Abstract RAS is the most frequently activated oncoprotein in human cancer. Mutations in KRAS are prevalent in pancreatic, colon, and lung cancer. Despite the need for anti-RAS therapies, there are no clinically successful targeted therapies for RAS. We will present efforts to characterize KRAS G12C covalent inhibitors and compounds that bind to the KRAS P1 pocket. In addition, the Clark lab (U. of Louisville) has identified novel small molecules that bind and directly inhibit RAS function. Uniquely, the current lead compound binds preferentially to the activated form of RAS. It blocks the interaction of RAS with downstream effectors and suppresses the transforming activity of RAS in soft agar assays.

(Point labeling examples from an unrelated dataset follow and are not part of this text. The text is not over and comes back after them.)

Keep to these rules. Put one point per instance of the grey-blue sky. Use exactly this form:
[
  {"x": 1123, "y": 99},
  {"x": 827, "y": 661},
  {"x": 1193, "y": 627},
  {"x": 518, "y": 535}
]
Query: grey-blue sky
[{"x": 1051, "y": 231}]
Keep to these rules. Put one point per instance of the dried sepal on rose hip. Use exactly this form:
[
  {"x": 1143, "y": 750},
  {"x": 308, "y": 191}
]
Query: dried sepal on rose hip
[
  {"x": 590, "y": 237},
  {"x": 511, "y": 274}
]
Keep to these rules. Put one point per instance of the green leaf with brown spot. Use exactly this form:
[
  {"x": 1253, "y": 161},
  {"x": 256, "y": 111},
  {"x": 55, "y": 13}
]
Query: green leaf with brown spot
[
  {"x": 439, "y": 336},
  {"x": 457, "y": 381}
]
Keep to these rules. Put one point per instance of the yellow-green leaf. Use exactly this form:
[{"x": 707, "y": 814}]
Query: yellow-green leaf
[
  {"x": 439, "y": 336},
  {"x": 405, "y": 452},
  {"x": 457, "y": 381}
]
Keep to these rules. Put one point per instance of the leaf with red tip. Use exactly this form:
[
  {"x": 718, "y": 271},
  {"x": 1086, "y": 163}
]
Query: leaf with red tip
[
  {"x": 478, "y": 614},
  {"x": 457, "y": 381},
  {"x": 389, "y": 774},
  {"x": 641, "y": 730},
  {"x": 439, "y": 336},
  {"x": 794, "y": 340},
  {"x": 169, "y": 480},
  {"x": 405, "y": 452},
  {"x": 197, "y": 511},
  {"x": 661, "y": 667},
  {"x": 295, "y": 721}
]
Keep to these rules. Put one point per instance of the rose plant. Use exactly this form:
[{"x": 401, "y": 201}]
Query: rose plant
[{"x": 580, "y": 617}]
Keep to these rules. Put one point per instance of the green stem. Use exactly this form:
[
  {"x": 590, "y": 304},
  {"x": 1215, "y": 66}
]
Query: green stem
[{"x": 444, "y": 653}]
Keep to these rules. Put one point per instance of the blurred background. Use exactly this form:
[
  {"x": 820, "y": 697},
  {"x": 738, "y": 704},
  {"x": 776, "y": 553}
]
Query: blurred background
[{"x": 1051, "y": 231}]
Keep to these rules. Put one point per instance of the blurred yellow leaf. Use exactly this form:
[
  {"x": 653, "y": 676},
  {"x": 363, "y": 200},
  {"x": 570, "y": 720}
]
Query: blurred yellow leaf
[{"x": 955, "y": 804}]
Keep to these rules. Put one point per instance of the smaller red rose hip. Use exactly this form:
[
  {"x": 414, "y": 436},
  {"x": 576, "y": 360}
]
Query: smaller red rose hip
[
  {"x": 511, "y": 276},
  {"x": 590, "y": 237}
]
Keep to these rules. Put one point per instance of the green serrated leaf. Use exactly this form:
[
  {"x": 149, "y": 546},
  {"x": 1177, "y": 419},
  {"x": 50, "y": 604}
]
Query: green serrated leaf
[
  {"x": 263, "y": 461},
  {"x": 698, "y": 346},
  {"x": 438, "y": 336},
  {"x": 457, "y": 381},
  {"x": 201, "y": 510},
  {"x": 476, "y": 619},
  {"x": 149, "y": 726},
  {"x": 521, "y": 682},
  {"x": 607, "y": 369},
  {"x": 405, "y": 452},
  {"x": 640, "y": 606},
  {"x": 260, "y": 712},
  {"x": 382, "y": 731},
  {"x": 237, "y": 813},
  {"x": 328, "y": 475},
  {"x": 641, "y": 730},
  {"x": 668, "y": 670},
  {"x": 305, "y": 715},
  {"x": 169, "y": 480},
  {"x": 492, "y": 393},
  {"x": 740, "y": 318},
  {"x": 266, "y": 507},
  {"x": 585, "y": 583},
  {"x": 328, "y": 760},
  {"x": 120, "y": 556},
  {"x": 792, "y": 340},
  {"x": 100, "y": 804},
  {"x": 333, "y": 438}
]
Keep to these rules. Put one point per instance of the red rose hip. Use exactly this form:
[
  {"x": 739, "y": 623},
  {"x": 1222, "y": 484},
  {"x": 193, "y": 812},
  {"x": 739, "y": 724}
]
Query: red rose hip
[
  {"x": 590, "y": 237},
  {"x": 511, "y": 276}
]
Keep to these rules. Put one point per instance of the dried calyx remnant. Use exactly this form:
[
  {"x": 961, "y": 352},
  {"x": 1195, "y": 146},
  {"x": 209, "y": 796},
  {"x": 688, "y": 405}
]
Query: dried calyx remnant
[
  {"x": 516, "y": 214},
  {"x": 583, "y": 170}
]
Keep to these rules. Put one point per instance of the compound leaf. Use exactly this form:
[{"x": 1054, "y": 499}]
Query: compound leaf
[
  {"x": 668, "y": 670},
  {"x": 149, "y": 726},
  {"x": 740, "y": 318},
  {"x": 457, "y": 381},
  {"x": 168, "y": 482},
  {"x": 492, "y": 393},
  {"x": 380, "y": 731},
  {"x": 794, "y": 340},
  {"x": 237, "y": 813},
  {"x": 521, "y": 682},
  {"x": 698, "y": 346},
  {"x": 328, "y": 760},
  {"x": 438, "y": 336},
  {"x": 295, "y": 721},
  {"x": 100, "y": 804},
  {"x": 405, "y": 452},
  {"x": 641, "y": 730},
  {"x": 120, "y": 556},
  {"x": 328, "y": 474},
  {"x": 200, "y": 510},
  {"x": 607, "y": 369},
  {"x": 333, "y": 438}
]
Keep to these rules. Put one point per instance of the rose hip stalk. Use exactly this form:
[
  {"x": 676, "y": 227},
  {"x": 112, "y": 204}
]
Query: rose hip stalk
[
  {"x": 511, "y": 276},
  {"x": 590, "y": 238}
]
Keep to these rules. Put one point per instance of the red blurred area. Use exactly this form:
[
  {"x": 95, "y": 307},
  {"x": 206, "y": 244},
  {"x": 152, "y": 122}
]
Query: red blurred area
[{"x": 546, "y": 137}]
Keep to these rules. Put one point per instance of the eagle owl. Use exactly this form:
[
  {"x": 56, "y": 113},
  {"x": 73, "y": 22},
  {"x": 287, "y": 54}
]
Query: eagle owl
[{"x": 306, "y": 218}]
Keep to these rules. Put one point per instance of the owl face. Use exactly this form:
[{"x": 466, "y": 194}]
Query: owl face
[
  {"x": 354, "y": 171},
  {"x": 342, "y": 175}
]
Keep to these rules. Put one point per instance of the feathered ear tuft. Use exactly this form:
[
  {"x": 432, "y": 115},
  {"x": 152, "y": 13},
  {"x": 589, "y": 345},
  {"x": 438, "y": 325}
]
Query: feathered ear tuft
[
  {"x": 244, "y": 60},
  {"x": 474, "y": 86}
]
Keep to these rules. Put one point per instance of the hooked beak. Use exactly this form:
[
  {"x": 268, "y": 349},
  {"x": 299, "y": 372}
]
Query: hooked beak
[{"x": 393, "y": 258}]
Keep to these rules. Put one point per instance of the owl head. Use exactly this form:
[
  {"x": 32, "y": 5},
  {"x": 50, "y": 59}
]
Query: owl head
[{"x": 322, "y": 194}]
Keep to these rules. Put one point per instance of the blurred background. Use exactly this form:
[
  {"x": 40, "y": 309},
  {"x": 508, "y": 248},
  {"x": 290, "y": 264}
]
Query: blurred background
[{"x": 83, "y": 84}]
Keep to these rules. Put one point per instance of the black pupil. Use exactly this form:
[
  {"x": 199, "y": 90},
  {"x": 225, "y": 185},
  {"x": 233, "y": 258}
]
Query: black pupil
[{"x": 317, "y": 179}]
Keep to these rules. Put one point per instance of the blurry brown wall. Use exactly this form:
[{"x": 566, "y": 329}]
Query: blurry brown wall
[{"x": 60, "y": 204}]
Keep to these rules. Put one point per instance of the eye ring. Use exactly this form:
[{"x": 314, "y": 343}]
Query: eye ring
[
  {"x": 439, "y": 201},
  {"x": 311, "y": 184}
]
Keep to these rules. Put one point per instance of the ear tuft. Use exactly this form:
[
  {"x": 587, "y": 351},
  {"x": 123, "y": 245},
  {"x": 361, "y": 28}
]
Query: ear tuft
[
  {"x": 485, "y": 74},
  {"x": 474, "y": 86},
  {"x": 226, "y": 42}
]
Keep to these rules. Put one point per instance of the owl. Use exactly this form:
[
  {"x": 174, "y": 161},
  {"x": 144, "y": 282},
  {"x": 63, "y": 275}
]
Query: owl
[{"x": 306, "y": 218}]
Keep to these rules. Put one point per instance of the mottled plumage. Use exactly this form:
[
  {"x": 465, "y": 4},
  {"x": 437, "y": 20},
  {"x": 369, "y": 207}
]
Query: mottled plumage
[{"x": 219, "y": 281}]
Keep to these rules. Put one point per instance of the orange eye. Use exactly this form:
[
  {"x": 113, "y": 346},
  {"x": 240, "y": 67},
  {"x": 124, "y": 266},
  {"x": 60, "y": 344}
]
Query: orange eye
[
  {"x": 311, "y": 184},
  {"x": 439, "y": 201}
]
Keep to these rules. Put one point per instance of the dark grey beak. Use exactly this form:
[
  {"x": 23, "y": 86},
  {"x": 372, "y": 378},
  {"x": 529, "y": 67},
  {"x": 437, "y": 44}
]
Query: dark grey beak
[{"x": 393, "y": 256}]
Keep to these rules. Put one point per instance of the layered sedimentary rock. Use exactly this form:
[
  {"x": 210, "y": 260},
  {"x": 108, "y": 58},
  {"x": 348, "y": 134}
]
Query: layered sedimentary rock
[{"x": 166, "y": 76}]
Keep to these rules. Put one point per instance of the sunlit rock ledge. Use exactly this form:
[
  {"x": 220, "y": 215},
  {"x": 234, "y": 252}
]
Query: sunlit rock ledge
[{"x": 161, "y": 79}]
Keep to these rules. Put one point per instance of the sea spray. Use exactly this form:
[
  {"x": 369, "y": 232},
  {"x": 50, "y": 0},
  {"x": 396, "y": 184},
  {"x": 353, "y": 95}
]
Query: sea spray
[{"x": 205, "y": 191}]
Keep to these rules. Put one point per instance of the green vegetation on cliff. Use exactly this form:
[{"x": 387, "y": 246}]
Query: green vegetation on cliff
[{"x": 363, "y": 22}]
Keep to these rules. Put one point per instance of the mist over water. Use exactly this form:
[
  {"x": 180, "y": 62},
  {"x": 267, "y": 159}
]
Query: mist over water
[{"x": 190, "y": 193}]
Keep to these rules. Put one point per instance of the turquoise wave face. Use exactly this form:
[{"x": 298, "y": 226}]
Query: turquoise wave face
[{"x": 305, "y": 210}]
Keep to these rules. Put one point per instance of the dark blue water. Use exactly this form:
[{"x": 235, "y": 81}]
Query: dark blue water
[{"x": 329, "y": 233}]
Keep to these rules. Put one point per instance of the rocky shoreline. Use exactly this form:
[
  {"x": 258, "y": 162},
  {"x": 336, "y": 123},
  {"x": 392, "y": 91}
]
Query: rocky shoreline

The best compounds give an IC50 of ~500 nM in vitro. The inhibitor is active in vivo and suppresses growth of RAS-driven xenografts in NRG mice. There is no detectable toxicity. We have initiated efforts to solve the structure of these inhibitors in complex with RAS, to characterize the nucleotide dependence as well as inhibition of RAS interactions with regulatory and effector proteins in vitro using X-ray crystallography in combination with NMR, biochemical, and bioactivity assays. Results from these analyses will aid in elucidating the specificity and the mechanism of action needed to optimize the inhibitors and facilitate development into a drug candidate. Citation Format: Sharon Campbell, Leiah Carey, Ajit Prakash, Geoff Clark, Sarah Scarry, Jeff Aube. Targeting RAS for anticancer therapy [abstract]. In: Proceedings of the AACR Special Conference on Targeting RAS-Driven Cancers; 2018 Dec 9-12; San Diego, CA. Philadelphia (PA): AACR; Mol Cancer Res 2020;18(5_Suppl):Abstract nr IA04.